Some analysts weren’t impressed. “The EIA’s DPR contained some significant downward revisions to shale oil supply. Last month the EIA estimated that supply from the seven main shale regions had
increased by 282 thousand barrels per day (kb/d) from December to March,” Standard Chartered wrote in a report on April 16. “This month it has revised the December to March increase down to just 42kb/d. Total oil shale liquids supply was also revised down 213kb/d to 8.38mb/d in April, including downward revisions of 83kb/d for the Permian, 84kb/d for the Bakken and 20kb/d for Eagle Ford.”
Still, a handful of new pipelines in Texas are expected to come online later this year and next, which could spark another round of drilling.
Overall, though, even as U.S. shale basins continue to attract prodigious levels of investment, the blistering rate of growth seen in the past few years may be at an end. Halliburton, another oilfield services giant, has yet to report its earnings, but it said in March that it expects North American oil producers to spend 10 percent less this year. Yet another challenge for Texas drillers is starting to crop up. The enormous volumes of light sweet oil in Texas is surpassing the region’s ability to handle it. The lack of pipeline capacity forced steep discounts in recent years, but now producers are having to discount their oil because refiners can’t handle such abundant supplies of light oil.
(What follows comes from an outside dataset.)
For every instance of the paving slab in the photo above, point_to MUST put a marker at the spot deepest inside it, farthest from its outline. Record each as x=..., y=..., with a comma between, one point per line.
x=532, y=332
Reuters reports that much of the oil coming out of the Permian has an API gravity in the 50s, lighter than the 40 to 44 degrees for WTI.
Because much of the Gulf Coast refining capacity is equipped to handle medium and heavy oil – blends that have become scarcer due to outages and declines in Mexico, Venezuela, Iran and constraints in Canada – they are having trouble processing so much light oil. Reuters says that some ultralight oil coming out of the Permian is facing discounts of $1 to $2 per barrel below heavier grades.
Discounts of a few dollars due to a quality mismatch with refining capacity won’t be the death knell for shale drillers by any means, but it adds to the growing list of challenges for an industry already facing significant questions about its financial viability.